The algorithm to compute k is as follows (in ruby):
|
def xor_key(p0) # Generate most significant nibble shift = (p0 & 0x0F) < 0x04 ? 0 : 1 x = (((p0 & 0xF0) >> 4) + shift + 6) % 8 msn = (((4 + x) ^ 1) & 0x0F) << 4 # Generate least significant nibble lsn = ((((p0 & 0xF) + 4)^2) & 0x0F) msn | lsn end |
A values:
Position |
0 |
1 |
2 |
3 |
p1 |
0x45 |
0x1F |
0x14 |
0x5C |
p2 |
0x2B |
0xC9 |
0xE3 |
0x11 |
p3 |
0x6D |
0x5F |
0x8A |
0x2B |
p4 |
0xAF |
0x03 |
0x1D |
0xF3 |
p5 |
0x5A |
0x22 |
0x30 |
0x11 |
p6 |
0x04 |
0xD8 |
0x71 |
0x42 |
p7 |
0xAF |
0x04 |
0xDD |
0x07 |
p8 |
0x61 |
0x13 |
0x38 |
0x64 |
There are probably actually several possible values for some of these. It really only matters that they line up in a particular way because of the checksum.
In addition to all of this, command arguments have different offsets from 0, and some commands (i.e., saturation and brightness) have the same p4 value with arguments spanning different ranges. For example, arguments for brightness start at 0x4F. Arguments for color start at 0x15.
Checksum
The checksum byte is calculated by summing all bytes in the unscrambled packet except for the first (scramble key) and last (checksum), and k + 2.
Code
Further detail is probably easier to communicate in code, so here is a ruby library that can encode/decode packets. The project on github also has a ton of packets I scraped from my devices.
Methodology
I scraped a ton of packets with this script.
Figuring this out was mostly making assumptions, pattern recognition, and trial and error. The most helpful assumption was that sequential values for arguments in the UDP protocol had sequential values in the 2.4 GHz protocol (this turned out to be true).
I noticed that packets that had p0 values with the same remainder mod 4 followed a nearly sequential pattern. It often looked something like 0xC, 0xD, 0xA, 0xB, etc. A sequence follows this pattern when it’s xored with a constant. I wrote some cruddy ruby methods to brute-force search for constants that yielded the sequence [0, 1, …, N]. This also allowed me to find the values for the As.
Roughly the same process was repeated for each byte. Bytes that are constants were trickier because they didn’t follow a sequence. I instead brute-forced values for A given a sequence of xor keys.
Next Steps
I’ll be porting over the scrambling code to my ESP8266 milight hub to add support for the new bulbs.

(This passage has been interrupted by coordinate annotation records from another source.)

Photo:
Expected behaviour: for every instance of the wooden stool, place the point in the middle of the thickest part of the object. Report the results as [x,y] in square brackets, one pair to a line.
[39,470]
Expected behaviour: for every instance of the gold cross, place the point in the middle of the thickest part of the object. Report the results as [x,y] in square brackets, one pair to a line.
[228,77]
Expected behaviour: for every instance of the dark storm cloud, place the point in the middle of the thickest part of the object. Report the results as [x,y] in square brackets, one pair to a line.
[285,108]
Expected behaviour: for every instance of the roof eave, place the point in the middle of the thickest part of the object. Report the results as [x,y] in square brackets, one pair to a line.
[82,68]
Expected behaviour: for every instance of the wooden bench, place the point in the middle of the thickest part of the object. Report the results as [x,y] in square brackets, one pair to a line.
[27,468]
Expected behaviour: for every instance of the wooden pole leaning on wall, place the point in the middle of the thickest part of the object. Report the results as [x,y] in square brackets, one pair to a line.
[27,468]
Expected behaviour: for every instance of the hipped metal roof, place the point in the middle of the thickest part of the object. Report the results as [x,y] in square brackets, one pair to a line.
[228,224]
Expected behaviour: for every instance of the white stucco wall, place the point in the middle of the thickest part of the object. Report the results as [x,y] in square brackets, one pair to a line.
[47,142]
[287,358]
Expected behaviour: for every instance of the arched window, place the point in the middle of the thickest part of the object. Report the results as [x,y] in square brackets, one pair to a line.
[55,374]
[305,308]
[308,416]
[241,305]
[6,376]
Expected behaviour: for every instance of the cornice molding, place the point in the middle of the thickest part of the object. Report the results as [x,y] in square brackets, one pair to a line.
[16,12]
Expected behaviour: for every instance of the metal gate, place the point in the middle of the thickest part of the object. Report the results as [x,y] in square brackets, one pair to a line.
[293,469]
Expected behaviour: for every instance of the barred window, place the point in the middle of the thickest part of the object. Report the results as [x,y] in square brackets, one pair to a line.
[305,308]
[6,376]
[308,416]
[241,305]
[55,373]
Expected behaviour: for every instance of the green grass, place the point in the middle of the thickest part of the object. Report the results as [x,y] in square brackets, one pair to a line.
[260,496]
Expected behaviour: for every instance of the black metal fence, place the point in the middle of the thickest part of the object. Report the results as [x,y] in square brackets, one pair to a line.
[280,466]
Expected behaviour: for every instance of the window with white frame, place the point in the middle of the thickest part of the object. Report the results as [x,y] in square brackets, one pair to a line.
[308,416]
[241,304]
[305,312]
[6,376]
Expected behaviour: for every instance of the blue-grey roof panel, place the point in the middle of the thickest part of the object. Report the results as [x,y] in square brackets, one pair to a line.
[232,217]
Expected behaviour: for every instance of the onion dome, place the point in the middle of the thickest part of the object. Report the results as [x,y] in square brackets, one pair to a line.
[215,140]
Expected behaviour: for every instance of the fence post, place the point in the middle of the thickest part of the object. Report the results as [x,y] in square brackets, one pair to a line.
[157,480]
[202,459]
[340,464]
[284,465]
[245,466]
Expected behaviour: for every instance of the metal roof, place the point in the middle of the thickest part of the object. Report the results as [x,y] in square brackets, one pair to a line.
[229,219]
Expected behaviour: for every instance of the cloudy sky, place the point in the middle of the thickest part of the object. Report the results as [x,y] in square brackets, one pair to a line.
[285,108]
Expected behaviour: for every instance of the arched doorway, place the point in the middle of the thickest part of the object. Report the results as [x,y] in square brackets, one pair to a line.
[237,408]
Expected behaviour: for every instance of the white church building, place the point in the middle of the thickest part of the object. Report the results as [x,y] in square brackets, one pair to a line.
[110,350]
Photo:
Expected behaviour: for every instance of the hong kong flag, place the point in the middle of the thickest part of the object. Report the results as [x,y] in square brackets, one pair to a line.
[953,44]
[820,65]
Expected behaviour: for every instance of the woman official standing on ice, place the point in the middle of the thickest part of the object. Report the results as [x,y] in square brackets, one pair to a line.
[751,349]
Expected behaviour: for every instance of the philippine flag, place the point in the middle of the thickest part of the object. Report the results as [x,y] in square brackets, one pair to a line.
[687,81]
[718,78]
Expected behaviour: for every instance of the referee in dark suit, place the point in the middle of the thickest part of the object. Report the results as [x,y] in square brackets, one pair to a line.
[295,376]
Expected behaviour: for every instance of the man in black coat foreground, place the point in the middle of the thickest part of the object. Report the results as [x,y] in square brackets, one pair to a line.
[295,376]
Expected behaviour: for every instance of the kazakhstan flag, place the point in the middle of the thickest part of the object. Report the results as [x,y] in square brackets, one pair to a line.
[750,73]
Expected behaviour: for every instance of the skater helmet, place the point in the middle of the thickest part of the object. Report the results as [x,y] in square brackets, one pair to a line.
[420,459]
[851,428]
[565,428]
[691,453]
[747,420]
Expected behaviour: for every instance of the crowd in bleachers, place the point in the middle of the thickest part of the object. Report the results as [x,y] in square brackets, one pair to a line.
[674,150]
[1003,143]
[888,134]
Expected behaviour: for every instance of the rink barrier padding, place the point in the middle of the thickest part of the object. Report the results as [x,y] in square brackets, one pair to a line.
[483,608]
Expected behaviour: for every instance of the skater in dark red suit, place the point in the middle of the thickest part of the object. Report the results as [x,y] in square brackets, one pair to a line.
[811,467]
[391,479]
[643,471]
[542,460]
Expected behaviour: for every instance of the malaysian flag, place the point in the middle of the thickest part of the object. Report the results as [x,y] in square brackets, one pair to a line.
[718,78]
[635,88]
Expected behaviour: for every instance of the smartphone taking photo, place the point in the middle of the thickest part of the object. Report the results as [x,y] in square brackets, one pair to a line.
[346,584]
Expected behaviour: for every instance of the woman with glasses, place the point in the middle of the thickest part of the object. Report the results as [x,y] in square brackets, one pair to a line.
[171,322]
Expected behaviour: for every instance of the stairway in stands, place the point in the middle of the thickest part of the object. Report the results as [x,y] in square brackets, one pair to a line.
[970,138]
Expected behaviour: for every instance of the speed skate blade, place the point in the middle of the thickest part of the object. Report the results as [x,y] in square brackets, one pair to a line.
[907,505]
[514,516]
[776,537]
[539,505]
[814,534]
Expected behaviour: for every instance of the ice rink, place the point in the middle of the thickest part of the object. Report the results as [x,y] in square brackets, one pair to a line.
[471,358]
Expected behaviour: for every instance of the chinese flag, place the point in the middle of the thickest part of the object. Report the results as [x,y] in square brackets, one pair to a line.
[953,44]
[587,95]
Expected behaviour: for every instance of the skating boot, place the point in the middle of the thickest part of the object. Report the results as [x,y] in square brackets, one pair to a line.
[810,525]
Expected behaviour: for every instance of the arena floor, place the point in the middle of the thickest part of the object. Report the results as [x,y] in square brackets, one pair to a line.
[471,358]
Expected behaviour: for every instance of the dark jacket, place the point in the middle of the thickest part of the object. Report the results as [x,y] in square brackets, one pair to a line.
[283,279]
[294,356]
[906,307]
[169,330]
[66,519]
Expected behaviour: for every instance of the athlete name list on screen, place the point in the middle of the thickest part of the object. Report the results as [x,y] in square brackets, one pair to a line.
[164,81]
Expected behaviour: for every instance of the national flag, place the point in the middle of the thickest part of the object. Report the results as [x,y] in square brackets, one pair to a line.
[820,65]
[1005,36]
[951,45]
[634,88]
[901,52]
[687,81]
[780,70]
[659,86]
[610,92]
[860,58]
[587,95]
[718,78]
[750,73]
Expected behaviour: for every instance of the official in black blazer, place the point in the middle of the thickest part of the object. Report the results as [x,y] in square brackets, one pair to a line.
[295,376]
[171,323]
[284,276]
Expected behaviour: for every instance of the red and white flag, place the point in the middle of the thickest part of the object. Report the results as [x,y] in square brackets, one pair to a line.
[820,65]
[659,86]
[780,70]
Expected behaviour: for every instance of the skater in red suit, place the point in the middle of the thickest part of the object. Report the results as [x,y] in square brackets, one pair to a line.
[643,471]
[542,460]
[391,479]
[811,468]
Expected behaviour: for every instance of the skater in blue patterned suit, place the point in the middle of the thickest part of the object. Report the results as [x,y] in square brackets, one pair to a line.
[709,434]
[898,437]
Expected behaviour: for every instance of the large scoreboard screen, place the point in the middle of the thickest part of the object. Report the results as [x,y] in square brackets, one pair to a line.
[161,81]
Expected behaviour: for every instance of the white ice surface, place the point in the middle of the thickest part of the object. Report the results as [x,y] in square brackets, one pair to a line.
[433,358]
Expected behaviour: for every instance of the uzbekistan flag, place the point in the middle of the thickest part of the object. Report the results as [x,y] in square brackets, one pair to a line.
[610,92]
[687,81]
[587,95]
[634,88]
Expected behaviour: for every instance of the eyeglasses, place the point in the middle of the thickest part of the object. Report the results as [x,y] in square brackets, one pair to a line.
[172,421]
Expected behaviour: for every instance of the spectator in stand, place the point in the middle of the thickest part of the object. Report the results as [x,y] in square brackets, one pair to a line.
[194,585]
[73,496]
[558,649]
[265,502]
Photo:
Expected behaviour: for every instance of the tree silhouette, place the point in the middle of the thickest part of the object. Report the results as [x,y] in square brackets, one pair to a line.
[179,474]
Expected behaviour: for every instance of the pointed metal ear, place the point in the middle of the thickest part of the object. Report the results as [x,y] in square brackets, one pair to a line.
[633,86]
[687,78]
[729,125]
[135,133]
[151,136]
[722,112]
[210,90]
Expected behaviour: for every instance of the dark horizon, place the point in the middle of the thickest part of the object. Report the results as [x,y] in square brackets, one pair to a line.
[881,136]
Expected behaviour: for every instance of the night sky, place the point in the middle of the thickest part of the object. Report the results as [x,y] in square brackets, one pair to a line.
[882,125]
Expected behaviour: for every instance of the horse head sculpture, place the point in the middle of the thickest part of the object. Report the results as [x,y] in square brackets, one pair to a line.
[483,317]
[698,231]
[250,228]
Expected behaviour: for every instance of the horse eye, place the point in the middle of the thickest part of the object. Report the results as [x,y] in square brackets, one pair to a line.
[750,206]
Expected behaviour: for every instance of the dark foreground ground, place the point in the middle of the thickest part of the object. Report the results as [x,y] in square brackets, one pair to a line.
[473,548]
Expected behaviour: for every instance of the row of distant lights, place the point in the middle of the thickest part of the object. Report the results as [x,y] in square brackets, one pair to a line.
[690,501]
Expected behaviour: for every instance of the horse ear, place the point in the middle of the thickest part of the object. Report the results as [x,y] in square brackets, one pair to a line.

UPDATE 2017-03-28: A few kind volunteers sent me packet captures from their devices, and the ID bytes were not staying fixed under decoding. Assuming my methodology is right, these should be the right values for all parameters, with the possible exception of p1 and the checksum byte.
UPDATE 2017-03-20: I found that the wifi box I was testing with supported older protocols, which transmits the unscrambled device ID. There were several possible values for the ID byte offsets, and I chose a few of them arbitrarily. The decoded ID in the scrambled protocol was not matching the ID in the unscrambled protocol. Updating the additive offset values fixed this.